Auch die Inflationsrate in der Eurozone fiel im Vergleich zum Vormonat wertmäßig schwächer aus als erwartet: Die Kernrate blieb unverändert, während die Kernrate vor allem aufgrund der höheren Energiepreise „nur“ um 0,4% stieg.

5. Öl leidet weiterhin unter Nachfrageproblemen

Die Rohölpreise fielen erneut, da befürchtet wurde, dass sich ausweitende Bewegungsbeschränkungen und wachsende Angst vor einer Ansteckung in naher Zukunft die Nachfrage beeinträchtigen könnten.

Bis 6:30 Uhr ET fielen Futures um 1,8% auf 71,09 USD pro Barrel, während sie um 1,7% auf 73,72 USD pro Barrel fielen, unbeeinflusst von den Erwartungen von Goldman Sachs (NYSE:), dass die Preise im Jahr 100 USD erreichen könnten Nachfrage auf ein neues Allzeithoch.
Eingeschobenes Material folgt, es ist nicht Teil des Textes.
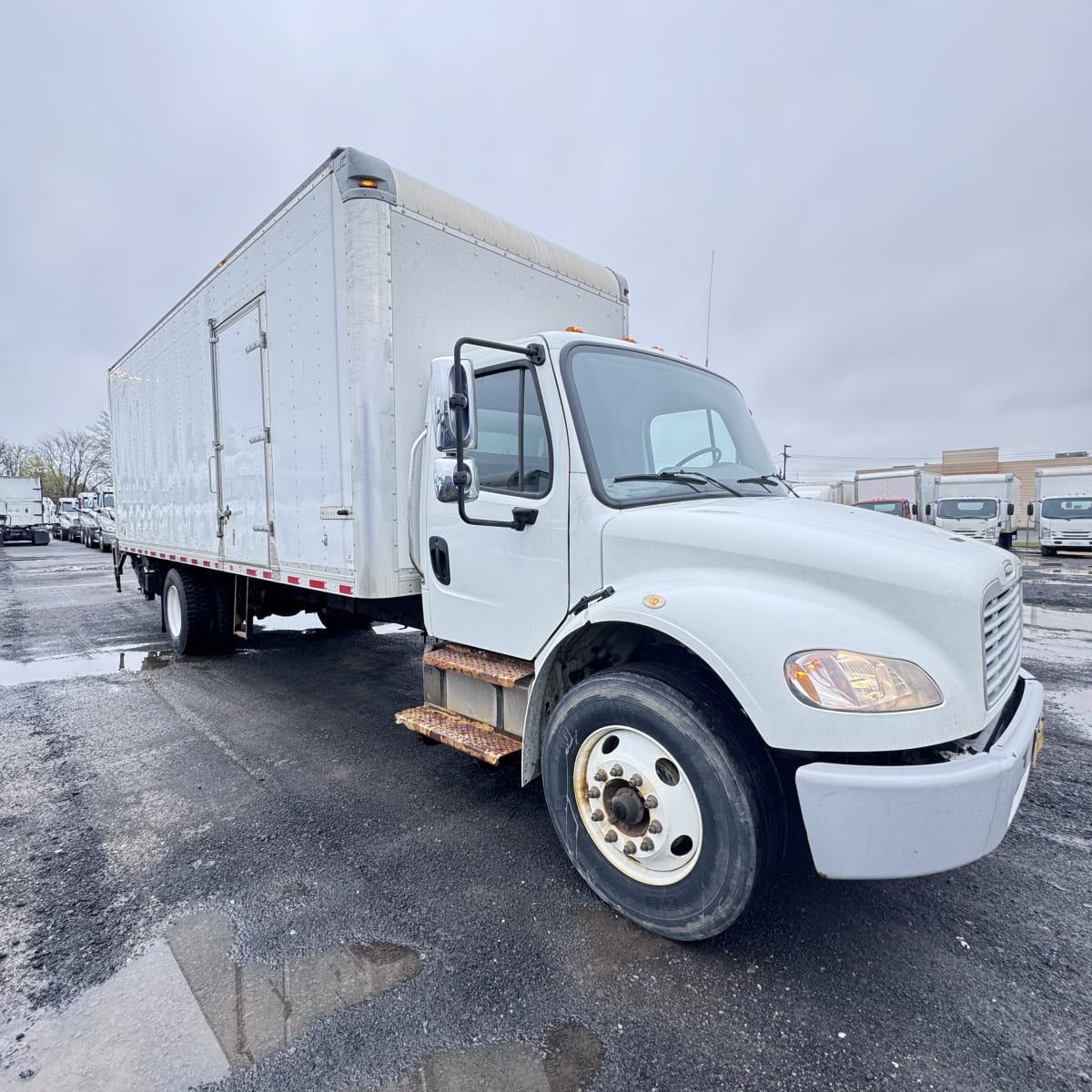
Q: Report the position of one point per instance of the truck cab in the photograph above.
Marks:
(685, 652)
(890, 506)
In welchem ​​Ausmaß die Weltwirtschaft strikt von schmutzigen fossilen Brennstoffen abhängig ist, hat die Internationale Energieagentur deutlich gemacht, die darauf hindeutet, dass die Menge der zur Stromerzeugung verbrannten Kohle in diesem Jahr ein neues Allzeithoch erreicht hat großen Teil durch die Leistung. in China und Indien.